Major collaboration between UK chemical companies and academia

Published: 6-Nov-2003

A new kind of collaboration involving three UK chemical companies and acadaemia has been set up with the aim of producing practical commercial results rather than theoretical solutions and intellectual property.


A new kind of collaboration involving three UK chemical companies and acadaemia has been set up with the aim of producing practical commercial results rather than theoretical solutions and intellectual property.

Speciality chemicals manufacturer Robinson Brothers (RBL) is working with catalyst manufacturer Johnson Matthey Catalysts, oxide support manufacturer Grace Davison and Queens University, Belfast, on a project focusing on applied catalysis, with particular emphasis on hydrogen-based reactions.

The CARMAC (Controlling the Access of Reactant Molecules to Active Centres) project, which began officially on 1 December and will run initially for a 5-year term, will receive £1.9m in funding from the Engineering and Physical Sciences Research Council (EPSRC), while the three industrial partners will con-tribute £1m in cash and £2m in kind.
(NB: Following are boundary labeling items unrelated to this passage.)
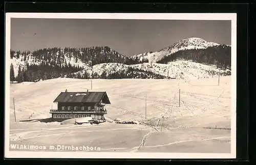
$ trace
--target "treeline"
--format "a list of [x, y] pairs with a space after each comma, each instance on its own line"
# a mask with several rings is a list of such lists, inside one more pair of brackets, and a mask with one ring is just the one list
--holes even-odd
[[185, 49], [178, 51], [159, 61], [157, 63], [167, 64], [182, 59], [207, 64], [216, 65], [218, 67], [231, 68], [231, 47], [225, 45], [209, 47], [206, 49]]
[[[60, 66], [67, 64], [66, 58], [73, 58], [77, 63], [80, 60], [82, 63], [90, 66], [101, 63], [117, 63], [127, 65], [137, 64], [147, 62], [148, 60], [143, 58], [142, 61], [139, 58], [130, 59], [111, 49], [108, 46], [95, 46], [86, 48], [59, 47], [39, 49], [31, 52], [25, 51], [20, 52], [11, 50], [11, 58], [15, 57], [19, 59], [23, 56], [25, 61], [29, 58], [33, 58], [34, 62], [42, 62], [50, 63], [52, 65]], [[30, 56], [28, 56], [30, 55]]]
[[12, 64], [10, 66], [10, 81], [16, 81], [18, 82], [23, 81], [38, 81], [40, 79], [45, 80], [58, 78], [63, 75], [73, 72], [77, 72], [82, 69], [76, 66], [70, 65], [65, 66], [51, 66], [41, 64], [27, 64], [26, 66], [19, 65], [17, 74], [14, 75], [14, 68]]
[[150, 71], [145, 71], [138, 68], [129, 67], [126, 70], [120, 70], [112, 73], [107, 73], [105, 71], [100, 75], [95, 72], [89, 74], [86, 70], [83, 73], [78, 72], [67, 75], [67, 78], [78, 79], [122, 79], [122, 78], [143, 78], [143, 79], [164, 79], [168, 78], [164, 76], [156, 74]]
[[144, 63], [148, 63], [148, 59], [145, 58], [144, 57], [142, 57], [142, 60], [140, 60], [140, 57], [133, 57], [129, 58], [126, 60], [124, 64], [126, 65], [134, 65], [138, 64], [142, 64]]

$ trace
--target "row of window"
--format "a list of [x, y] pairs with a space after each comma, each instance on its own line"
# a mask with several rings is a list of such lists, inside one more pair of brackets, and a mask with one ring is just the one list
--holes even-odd
[[91, 114], [53, 114], [54, 118], [84, 118], [86, 117], [91, 117]]
[[[91, 111], [91, 106], [88, 106], [88, 111]], [[65, 110], [66, 106], [62, 106], [61, 107], [62, 110]], [[74, 106], [74, 109], [75, 110], [77, 110], [77, 106]], [[102, 107], [99, 107], [98, 106], [95, 106], [94, 107], [94, 109], [96, 111], [99, 111], [99, 110], [103, 110]], [[68, 110], [71, 110], [71, 106], [68, 106]], [[82, 110], [84, 111], [86, 110], [86, 107], [85, 106], [82, 106]]]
Its primary objective will be to draw on the latest developments in catalyst technology to restrict molecular access to active sites, realising what has previously been considered catalytically unachievable.

Johnson Matthey Catalysts will provide process engineering expertise, and its recently patented technology to zeolite coat catalyst particles is expected to feature in the programme. RBL will provide industrially relevant catalysis challenges, scale up developed solutions and assess their viability.

Also involved in the project are Professor Lynn Gladden of Cambridge University, who will use her expertise in NMR imaging techniques to gain insight into diffusion and absorption on catalysts and fluid flow in catalytic reactors; Matt Neurock of the University of Virginia, who specialises in computer modelling of solid/liquid systems; and materials synthesis expert Edman Tsang of Reading University.